The dual battle cry no longer resonates with most Texans and is probably unknown to most Americans and people around the world. They still remember the Alamo; but Goliad, out of place in its own time and misunderstood now, is largely forgotten.
Why do we not remember Goliad, and hold the Alamo sacred?
One answer is that the Alamo is seen as a glorious sacrifice in the cause of freedom, while Goliad was a tragic failure in the cause of peace.
Another is that the heroes of the Alamo fought and died according to the all or nothing spirit of the age—“Victory or Death” was their rallying cry. But the surrender and subsequent mass executions at Goliad only three weeks later left behind the age of romantic sacrifice, and anticipated our own unheroic and ambiguous times in ways we may find disturbing.
Colonel James Walker Fannin surrendered his three-hundred-man force on the prairie near Goliad on March 20, 1836, rather than face immediate annihilation at the hands of his Mexican counterpart, General José de Urrea, who had surrounded the Texian force as it marched to join Sam Houston at Victoria.
Because of his own poor judgment, the hubris of his men, and chaos in the military chain of command, Fannin had led his men onto the prairie, overburdened with supplies and heavy artillery, only to run out of water and find himself at the mercy of Urrea’s artillery after an intense battle on March 19.
Urrea formally accepted an unconditional surrender from Fannin, but historians remain uncertain whether the two men reached a more conciliatory agreement. It is evident, however, that Urrea was extremely reluctant to carry out Santa Anna’s standing order to executive all Texian “adventurers” as pirates rather than grant them parole.
An effective, aggressive general—unlike Santa Anna—Urrea had to succeed in his march up the Texas coast but had to be wary of offending el presidente with too much success. At the same time, he wanted to side with his own ranking officers to delay or avoid the mass executions repeatedly demanded by Santa Anna.
Early in the morning of March 27, 1836, Santa Anna bypassed Urrea and issued a direct execution order to the lieutenant colonel charged with overseeing Fannin and his men while they were confined to the Presidio LaBahía in Goliad.
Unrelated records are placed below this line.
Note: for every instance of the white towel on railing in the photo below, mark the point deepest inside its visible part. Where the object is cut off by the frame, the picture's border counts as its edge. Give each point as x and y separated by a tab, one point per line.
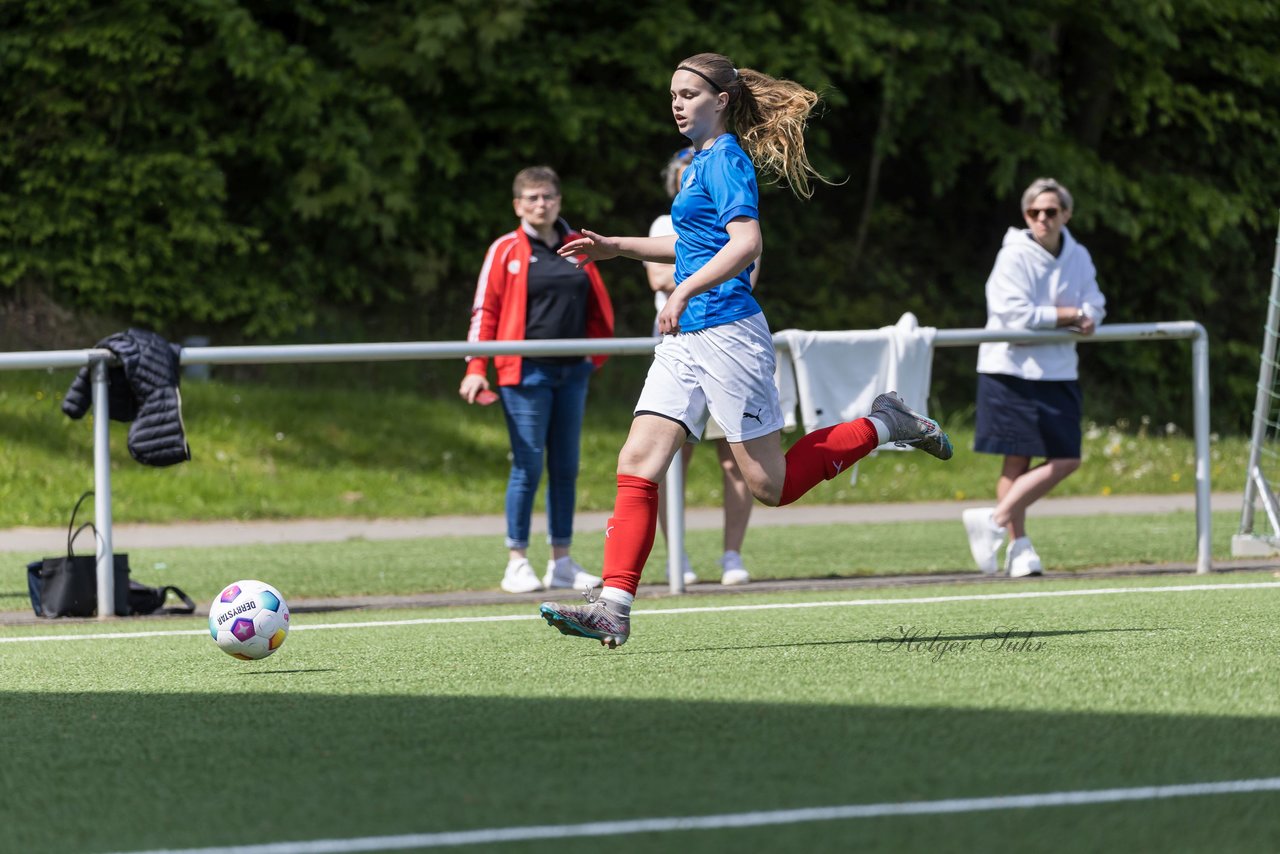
837	374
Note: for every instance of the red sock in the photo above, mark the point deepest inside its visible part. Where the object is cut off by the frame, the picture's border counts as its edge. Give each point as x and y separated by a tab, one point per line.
824	453
629	533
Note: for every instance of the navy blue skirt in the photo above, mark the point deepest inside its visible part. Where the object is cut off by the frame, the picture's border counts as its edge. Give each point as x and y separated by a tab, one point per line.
1027	418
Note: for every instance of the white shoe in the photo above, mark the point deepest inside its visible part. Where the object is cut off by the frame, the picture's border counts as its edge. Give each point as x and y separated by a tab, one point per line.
1022	560
520	576
566	572
688	569
734	571
984	537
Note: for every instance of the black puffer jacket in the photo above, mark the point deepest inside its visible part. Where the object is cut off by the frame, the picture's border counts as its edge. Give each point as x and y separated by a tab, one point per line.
144	389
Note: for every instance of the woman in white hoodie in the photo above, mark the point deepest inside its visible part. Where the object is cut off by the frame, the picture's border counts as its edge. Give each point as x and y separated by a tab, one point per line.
1028	394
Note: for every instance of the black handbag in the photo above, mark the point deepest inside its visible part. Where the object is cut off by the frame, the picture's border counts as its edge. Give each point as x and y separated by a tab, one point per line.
68	583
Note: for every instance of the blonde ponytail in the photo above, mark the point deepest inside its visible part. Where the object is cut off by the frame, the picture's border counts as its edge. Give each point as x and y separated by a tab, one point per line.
768	115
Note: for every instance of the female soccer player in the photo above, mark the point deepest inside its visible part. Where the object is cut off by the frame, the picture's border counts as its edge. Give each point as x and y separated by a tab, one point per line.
717	354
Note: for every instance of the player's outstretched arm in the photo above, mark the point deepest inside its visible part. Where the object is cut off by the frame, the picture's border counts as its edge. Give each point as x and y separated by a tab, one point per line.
599	247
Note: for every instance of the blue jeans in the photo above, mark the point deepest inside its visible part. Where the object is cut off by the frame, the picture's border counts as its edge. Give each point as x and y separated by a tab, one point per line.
544	419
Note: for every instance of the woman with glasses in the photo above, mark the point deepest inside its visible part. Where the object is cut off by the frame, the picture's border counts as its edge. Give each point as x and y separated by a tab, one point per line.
529	292
716	356
737	494
1029	401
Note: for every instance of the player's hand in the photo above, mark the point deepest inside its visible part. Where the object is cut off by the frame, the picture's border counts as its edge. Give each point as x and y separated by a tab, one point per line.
668	319
590	247
471	386
1084	325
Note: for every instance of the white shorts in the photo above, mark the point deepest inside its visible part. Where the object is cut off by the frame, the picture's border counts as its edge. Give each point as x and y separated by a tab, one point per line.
725	373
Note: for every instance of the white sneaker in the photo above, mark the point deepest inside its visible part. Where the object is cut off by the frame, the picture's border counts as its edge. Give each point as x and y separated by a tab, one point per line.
566	572
734	571
1022	560
984	537
688	569
520	576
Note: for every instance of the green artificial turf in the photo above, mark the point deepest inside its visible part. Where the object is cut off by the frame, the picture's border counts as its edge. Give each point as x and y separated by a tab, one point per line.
448	563
137	743
277	451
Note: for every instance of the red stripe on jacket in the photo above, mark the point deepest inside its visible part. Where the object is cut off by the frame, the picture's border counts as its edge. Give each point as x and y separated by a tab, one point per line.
502	297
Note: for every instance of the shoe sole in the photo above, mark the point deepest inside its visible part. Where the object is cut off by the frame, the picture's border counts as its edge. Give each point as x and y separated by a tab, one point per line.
938	444
567	626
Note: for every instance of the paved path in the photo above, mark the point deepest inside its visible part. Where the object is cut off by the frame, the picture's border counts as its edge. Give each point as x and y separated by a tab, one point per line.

After struggling with his conscience, the lieutenant colonel carried out the order, sending the Texians out of the old fort under guard, although most believed that they were going to be released on parole.
Instead, the men were bayoneted or shot, including Fannin, who had been wounded in the battle a week before. A few men escaped, and several were saved through the intercession of two of Urrea’s officers and the help of a Señora Alavez, the companion of another Mexican officer.
One might not characterize the efforts of Fannin and Urrea as heroic. Fannin lacked the brazen assurance of William B. Travis or James Bowie, even though he had fought with distinction alongside Bowie at the earlier battle of Concepcíon. Urrea tried to achieve two contradictory goals, and the degree to which he used deceit in doing so remains in question. Some historians also believe that Fannin was not forthright with all of his men about the terms of the surrender.
Yet if the murky accommodation that the two men reached was not heroic, it did reflect an understanding that the world is far more relative than it is absolute. Our own age is marked by ambiguous war and tenuous peace, by messy politics and economic peril. We are often frustrated by the shadowy and inconclusive nature of modern life.
Remembering the Alamo is an antidote to that uncertainty. There is nothing unclear about Victory or Death. Remembering Goliad reminds us of where we are.